TENNIS, KYRGIOS ANCORA CONTRO SINNER: "ALTRI HANNO PAGATO, LUI NO"

"Rimango fedele a tutto quello che ho detto, devo difendere quello che metto sui social. Ho visto molti amici venire sospesi. Abbiamo visto tennisti come Halep e altri e sembra che ogni volta che accade una di queste cose, il processo è diverso per ogni giocatore". Nick Kyrgios continua la sua crociata contro Jannik Sinner dopo che il tennista italiano è sfuggito a una dura sanzione dopo essere risultato positivo al clostebol. "Non c'è niente di personale contro Sinner.
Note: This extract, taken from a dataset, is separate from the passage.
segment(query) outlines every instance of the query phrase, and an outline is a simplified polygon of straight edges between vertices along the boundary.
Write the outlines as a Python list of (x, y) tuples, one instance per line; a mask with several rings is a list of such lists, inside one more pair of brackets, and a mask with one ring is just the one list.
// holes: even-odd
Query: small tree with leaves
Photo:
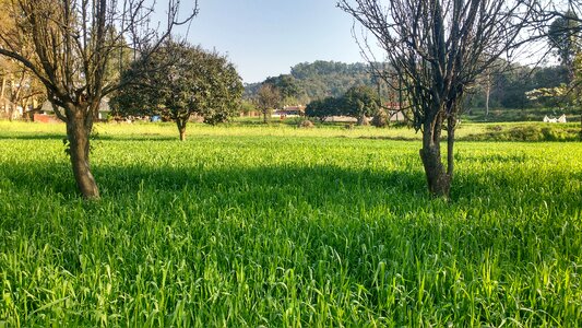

So quanto sia importante per il tennis. È uno dei migliori tennisti del momento e quanto sarà importante per i prossimi 15 anni", ha aggiunto il tennista australiano ai microfoni di Espn dove è commentatore durante gli US Open. "Non ho niente contro di lui. Ma se guardi Jenson Brooksby e gli altri giocatori, sono stati puniti per un anno, e qualcuno come Sinner ha fatto a modo suo. Penso che questa volta ci siano state le sue regole e non penso che sia giusto nei confronti del resto del circuito", ha ribadito Kyrgios che poi ha attaccato anche Toni Nadal, lo zia di Rafa, che ha difeso Sinner sulla stampa spagnola. "Se fossi stato io, pensi che Toni Nadal sarebbe uscito a difendermi? I tennisti sanno che non imbroglio. È ridicolo".